Paper Information

Citation: Zhang, Y., Shi, G., & Wang, K. (2010). A SVM-HMM Based Online Classifier for Handwritten Chemical Symbols. 2010 International Conference on Pattern Recognition, 1888–1891. https://doi.org/10.1109/ICPR.2010.465

Publication: ICPR 2010

What kind of paper is this?

Method. This paper is a methodological contribution that proposes a novel “double-stage classifier” architecture. It fits the taxonomy by introducing a specific algorithmic pipeline (SVM rough classification followed by HMM fine classification) and a novel pre-processing algorithm (Point Sequence Reordering) to solve technical limitations in recognizing organic ring structures. The contribution is validated through ablation studies (comparing SVM kernels and HMM state/Gaussian counts) and performance benchmarks.

What is the motivation?

The primary motivation is the complexity of recognizing handwritten chemical symbols, specifically the distinction between Organic Ring Structures (ORS) and Non-Ring Structures (NRS). Existing single-stage classifiers are unreliable for ORS because these symbols have arbitrary writing styles, variable stroke numbers, and inconsistent stroke orders due to their 2D hexagonal structure. A robust system is needed to handle this uncertainty and achieve high accuracy.

What is the novelty here?

The authors introduce two main novelties:

  1. Double-Stage Architecture: A hybrid system where an SVM (using RBF kernel) first roughly classifies inputs as either ORS or NRS, followed by specialized HMMs for fine-grained recognition.
  2. Point Sequence Reordering (PSR) Algorithm: A stroke-order independent algorithm designed specifically for ORS. It reorders the point sequence of a symbol based on a counter-clockwise scan from the centroid, effectively eliminating the uncertainty caused by variations in stroke number and writing order.

What experiments were performed?

The authors collected a custom dataset and performed sequential optimizations:

  • SVM Optimization: Compared Polynomial, RBF, and Sigmoid kernels to find the best rough classifier.
  • HMM Optimization: Tested multiple combinations of states (4, 6, 8) and Gaussians (3, 4, 6, 8, 9, 12) to maximize fine classification accuracy.
  • PSR Validation: Conducted an ablation study comparing HMM accuracy on ORS symbols “Before PSR” vs “After PSR” to quantify the algorithm’s impact.

What were the outcomes and conclusions drawn?
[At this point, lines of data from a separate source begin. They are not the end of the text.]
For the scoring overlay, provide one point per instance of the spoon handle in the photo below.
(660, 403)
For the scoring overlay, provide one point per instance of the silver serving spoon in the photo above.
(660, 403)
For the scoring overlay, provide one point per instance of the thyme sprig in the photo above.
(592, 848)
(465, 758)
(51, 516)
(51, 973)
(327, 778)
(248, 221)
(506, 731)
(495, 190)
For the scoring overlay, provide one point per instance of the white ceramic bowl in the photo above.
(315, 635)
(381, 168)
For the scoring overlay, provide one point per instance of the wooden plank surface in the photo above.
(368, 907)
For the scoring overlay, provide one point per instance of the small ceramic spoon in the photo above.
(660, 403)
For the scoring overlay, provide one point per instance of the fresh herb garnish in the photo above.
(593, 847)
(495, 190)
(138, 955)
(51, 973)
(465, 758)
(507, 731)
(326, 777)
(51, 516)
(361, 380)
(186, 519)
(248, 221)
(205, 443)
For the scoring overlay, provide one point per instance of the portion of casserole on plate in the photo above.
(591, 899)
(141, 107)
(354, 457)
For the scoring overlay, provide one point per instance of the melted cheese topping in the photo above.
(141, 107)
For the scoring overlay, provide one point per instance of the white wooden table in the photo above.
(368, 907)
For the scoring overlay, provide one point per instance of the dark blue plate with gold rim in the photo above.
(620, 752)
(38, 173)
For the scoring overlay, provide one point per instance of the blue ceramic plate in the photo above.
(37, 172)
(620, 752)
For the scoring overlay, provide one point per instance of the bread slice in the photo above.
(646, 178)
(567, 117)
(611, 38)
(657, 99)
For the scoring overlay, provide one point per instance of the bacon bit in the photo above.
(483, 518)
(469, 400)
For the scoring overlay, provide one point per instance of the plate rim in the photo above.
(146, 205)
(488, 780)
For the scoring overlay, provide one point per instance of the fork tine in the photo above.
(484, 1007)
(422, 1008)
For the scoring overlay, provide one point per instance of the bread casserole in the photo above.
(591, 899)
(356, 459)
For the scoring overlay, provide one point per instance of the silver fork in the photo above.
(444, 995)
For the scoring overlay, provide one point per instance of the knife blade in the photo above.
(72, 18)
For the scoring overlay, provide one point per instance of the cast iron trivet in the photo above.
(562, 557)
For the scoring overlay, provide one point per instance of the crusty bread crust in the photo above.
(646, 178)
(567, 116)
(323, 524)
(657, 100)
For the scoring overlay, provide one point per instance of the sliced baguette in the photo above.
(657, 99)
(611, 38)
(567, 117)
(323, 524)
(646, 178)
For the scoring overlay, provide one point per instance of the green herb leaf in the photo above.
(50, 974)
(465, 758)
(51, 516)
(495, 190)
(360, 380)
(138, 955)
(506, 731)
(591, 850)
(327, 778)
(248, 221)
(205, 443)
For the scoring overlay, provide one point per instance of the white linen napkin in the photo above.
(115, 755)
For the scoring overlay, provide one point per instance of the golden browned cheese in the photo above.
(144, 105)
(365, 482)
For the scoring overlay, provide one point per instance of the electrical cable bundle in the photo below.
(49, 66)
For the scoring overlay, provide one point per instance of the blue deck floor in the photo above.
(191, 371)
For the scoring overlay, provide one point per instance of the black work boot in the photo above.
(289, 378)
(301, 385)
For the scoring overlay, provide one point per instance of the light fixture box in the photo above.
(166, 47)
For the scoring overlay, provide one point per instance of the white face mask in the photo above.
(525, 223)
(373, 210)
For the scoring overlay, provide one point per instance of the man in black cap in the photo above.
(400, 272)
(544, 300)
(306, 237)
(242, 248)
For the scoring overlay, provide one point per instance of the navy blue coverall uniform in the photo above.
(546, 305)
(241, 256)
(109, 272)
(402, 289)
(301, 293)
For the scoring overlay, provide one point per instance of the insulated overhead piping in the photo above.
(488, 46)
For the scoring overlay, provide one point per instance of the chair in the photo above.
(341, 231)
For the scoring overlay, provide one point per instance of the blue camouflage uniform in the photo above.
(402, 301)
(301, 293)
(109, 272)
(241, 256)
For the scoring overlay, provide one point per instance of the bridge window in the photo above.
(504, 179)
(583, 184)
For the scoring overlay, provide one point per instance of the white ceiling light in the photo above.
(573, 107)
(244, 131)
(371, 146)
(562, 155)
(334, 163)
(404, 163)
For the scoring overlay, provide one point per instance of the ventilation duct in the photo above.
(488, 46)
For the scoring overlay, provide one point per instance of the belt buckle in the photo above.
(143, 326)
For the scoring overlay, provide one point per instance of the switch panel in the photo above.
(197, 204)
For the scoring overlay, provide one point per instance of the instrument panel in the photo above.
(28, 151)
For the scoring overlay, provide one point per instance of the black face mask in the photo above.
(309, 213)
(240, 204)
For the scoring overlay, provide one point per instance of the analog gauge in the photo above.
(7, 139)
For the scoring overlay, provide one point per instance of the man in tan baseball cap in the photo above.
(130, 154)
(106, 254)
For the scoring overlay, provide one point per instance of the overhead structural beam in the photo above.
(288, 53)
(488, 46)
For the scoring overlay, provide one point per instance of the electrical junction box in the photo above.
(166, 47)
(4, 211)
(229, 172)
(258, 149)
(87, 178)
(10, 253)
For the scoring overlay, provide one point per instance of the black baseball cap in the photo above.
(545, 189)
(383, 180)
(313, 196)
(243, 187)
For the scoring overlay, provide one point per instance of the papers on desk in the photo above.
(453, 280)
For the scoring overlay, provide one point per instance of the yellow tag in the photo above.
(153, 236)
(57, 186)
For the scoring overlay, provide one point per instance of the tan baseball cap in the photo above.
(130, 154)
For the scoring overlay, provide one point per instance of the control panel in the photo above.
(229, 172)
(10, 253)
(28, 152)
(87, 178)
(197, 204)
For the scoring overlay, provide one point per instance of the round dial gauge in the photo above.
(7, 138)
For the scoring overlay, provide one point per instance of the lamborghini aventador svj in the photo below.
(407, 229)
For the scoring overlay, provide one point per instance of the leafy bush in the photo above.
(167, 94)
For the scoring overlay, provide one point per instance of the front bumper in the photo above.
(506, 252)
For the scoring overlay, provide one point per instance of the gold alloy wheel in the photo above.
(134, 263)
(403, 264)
  • Architecture Performance: The RBF-based SVM achieved 99.88% accuracy in differentiating ORS from NRS.
  • HMM Configuration: The optimal HMM topology was found to be 8-states and 12-Gaussians for both symbol types.
  • PSR Impact: The PSR algorithm drastically improved ORS recognition. Top-1 accuracy jumped from 49.84% (Before PSR) to 98.36% (After PSR).
  • Overall Accuracy: The final integrated system achieved a Top-1 accuracy of 93.10% and Top-3 accuracy of 98.08% on the test set.

Reproducibility Details

Data

The study defined 101 chemical symbols split into two categories.

CategoryCountContentNotes
NRS (Non-Ring)63Digits 0-9, 44 letters, 9 operatorsOperators include +, -, =, $\rightarrow$, etc.
ORS (Organic Ring)382D hexagonal structuresBenzene rings, cyclohexane, etc.
  • Collection: 12,322 total samples (122 per symbol) collected from 20 writers (teachers and students).
  • Split: 9,090 training samples and 3,232 test samples.
  • Constraints: Three specifications were used: normal, standard, and freestyle.

Algorithms

1. SVM Feature Extraction (Rough Classification) The input strokes are scaled, and a 58-dimensional feature vector is calculated:

  • Mesh ($4 \times 4$): Ratio of points in 16 grids (16 features).
  • Outline: Normalized scan distance from 4 edges with 5 scan lines each (20 features).
  • Projection: Point density in 5 bins per edge (20 features).
  • Aspect Ratio: Height/Width ratios (2 features).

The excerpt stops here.